Nun könnte man zunächst denken, dass es egal ist, ob sich die weltweite Biomasse aus natürlichen Ökosystemen oder aus landwirtschaftlich kultivierten Pflanzen zusammensetzt. Dem tritt Prof. Norbert Jürgens vom Biozentrum Klein Flottbek entschieden entgegen. "Es macht für das Klima einen Riesenunterschied, ob da eine große Waldfläche ist mit starker Wasserverdunstung und Regenwolkenbildung - oder eine landwirtschaftliche Fläche, bei der Wasserverdunstung und Strahlung extrem gestört sind." Zwar gibt es Nutzpflanzen, die einen hohen Verdunstungsgrad aufweisen, doch wachsen sie meistens nicht das ganze Jahr über. "Ackerflächen sind in der Praxis zu einem großen Teil des Jahres Wüsten," so Jürgens. "Neben der schlechteren Verdunstung fehlt dem Ökosystem auch das Wasser, das mit der Ernte abtransportiert wird, in Form von Gurken oder Melonen zum Beispiel." Die intensive Landwirtschaft geht oft einher mit Nährstoffverarmung und Austrocknung der Böden oder aber Verschmutzung des Oberflächenwassers durch Dünger. Vor dem Hintergrund, dass allein in Afrika in den nächsten 50 Jahren eine Verdoppelung der Bevölkerung erwartet wird, ist das erschreckend. "Keiner weiß, wo die doppelte Agrarfläche zur Nahrungsproduktion und die doppelte Wassermenge herkommen sollen", sagt Jürgens.

Mit der wachsenden Landwirtschaft auf der Erde schrumpfen die Wälder - mit katastrophalen Folgen für das globale Klima. Prof.
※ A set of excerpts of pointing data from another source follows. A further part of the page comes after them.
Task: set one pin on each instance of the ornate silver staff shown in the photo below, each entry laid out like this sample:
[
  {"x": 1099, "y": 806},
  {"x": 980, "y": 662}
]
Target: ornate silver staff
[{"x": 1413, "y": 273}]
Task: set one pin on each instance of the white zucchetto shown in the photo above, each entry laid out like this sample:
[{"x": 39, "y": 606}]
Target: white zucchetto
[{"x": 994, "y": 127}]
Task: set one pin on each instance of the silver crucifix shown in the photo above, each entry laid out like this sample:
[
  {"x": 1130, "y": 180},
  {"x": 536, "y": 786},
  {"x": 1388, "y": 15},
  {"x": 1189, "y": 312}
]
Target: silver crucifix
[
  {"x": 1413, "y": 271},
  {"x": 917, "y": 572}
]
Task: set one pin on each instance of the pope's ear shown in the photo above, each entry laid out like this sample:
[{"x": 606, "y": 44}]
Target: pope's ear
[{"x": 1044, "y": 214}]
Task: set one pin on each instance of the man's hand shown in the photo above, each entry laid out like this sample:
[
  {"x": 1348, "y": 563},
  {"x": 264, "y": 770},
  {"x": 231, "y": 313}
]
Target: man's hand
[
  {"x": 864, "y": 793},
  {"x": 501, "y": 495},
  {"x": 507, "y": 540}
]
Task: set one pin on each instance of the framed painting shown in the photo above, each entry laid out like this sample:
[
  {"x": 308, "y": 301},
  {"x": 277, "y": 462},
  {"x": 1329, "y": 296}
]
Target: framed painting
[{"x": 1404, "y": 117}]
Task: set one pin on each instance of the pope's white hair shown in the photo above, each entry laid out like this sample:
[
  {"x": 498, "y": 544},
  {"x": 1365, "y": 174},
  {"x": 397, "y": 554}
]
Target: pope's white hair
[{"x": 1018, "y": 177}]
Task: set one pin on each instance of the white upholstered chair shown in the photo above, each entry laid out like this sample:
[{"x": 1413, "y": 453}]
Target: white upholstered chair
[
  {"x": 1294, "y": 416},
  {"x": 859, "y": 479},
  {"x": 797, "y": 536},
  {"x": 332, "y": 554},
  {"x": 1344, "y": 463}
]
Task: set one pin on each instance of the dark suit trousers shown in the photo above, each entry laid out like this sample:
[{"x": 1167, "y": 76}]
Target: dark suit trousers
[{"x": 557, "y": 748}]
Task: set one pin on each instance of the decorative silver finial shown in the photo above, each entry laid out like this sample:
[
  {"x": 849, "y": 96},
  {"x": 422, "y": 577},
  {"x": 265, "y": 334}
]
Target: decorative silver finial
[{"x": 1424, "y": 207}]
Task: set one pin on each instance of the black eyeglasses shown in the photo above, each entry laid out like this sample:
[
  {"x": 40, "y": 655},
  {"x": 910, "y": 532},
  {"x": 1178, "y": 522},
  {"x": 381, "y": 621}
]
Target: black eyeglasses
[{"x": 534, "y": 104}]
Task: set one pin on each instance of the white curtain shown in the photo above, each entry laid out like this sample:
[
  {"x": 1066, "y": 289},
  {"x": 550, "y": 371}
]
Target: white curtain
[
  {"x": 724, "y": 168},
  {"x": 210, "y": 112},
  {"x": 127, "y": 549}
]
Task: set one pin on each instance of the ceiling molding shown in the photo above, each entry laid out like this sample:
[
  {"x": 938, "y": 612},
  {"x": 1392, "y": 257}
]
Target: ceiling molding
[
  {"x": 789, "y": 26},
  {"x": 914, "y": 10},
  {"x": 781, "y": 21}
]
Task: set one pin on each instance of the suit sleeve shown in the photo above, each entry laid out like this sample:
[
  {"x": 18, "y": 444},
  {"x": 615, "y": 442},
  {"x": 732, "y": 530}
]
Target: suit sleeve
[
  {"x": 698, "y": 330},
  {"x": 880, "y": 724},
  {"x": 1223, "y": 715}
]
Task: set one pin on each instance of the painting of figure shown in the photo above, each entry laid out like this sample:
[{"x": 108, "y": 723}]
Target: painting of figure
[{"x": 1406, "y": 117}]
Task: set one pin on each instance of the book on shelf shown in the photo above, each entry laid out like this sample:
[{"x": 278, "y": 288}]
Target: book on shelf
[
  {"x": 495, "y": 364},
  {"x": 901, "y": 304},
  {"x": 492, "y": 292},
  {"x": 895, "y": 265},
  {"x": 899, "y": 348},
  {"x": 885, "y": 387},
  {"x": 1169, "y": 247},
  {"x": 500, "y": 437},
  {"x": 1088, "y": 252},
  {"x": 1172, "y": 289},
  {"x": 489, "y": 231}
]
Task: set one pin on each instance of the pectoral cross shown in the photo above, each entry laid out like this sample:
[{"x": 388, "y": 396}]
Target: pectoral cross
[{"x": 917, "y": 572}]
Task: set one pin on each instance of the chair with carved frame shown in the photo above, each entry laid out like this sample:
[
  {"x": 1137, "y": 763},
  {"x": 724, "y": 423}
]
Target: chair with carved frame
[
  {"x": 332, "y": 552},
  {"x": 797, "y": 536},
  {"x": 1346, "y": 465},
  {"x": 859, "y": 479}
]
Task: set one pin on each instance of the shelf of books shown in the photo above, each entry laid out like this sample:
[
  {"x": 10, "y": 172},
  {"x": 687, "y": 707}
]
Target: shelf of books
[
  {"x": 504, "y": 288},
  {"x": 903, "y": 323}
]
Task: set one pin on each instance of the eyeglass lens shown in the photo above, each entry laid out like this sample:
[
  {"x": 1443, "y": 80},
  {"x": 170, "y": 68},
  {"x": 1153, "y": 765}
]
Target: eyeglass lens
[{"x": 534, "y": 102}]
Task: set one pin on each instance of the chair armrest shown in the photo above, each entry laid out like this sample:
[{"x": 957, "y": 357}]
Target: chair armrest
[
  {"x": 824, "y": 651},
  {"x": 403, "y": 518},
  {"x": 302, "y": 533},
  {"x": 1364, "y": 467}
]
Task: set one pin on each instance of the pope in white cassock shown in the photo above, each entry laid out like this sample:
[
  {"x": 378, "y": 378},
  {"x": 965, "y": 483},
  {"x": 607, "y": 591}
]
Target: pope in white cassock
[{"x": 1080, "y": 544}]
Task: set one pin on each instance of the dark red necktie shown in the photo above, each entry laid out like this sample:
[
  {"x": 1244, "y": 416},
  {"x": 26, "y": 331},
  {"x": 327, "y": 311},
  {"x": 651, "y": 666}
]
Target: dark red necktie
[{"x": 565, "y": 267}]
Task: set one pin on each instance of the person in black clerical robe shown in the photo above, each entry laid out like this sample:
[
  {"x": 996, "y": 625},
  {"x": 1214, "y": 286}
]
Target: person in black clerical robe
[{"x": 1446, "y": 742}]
Michael Köhl vom KlimaCampus der Universität Hamburg macht das mit Zahlen deutlich. "Zwischen 2005 und 2010 wurden durch Waldzerstörung rund 500 Millionen Tonnen Biomasse jährlich freigesetzt. Das entspricht dem zweifachen jährlichen CO2-Ausstoß von Deutschland." Und allein durch Waldbrände auf Torfböden werden bis zu 80 Tonnen CO2 pro Hektar (10 000 Quadratmeter) freigesetzt. Köhl hat das umgerechnet: "Das entspricht dem CO2-Ausstoß eines VW-Polo bei einer Laufleistung von 800 000 Kilometer - oder 300 000 Kilometer eines Porsche Cayenne."

Dabei könnten die Wälder die durch die Landwirtschaft verursachten Schäden durchaus etwas entgegensetzen. Während in der Landwirtschaft Treibhausgase durch Düngung oder in der Tierproduktion entstehen, bindet Wald CO2. Der Amazonasregenwald, eine der artenreichsten Regionen der Erde, speichert so viel Kohlenstoff wie weltweit in 15 Jahren durch das Verbrennen von Kohle und Öl freigesetzt werden.

Besonders aktiv bei der Beseitigung von CO2 sind bewirtschaftete Wälder: In ihnen wachsen viele junge Bäume, die ihre Biomasse noch aufbauen und dabei viel CO2 aufnehmen und speichern. Doch wird dieser positive Effekt teilweise zunichte gemacht durch den extremen Druck, den vor allem die Landwirtschaft, aber auch Städte- und Straßenbau auf die Waldbestände ausüben. Jedes Jahr gehen weltweit 13 Millionen Hektar Wald verloren, mehr als Deutschlands gesamte Waldfläche von elf Millionen Hektar.

Noch wissen wir nicht, wie viel der gesamten Biomasse die Menschen für sich entnehmen können, bis das globale Ökosystem irreversibel "kippt". Die Nasa-Forscher wollen kein Weltuntergangsszenario an die Wand malen. Zu viele Faktoren seien noch unbekannt, etwa, wie sich der Klimawandel auswirke oder wie sich Anbaumethoden änderten. Doch niemand kann heute sagen, ob uns die Erde noch ernähren kann, wenn wir sie in einen Nutzgarten verwandelt haben.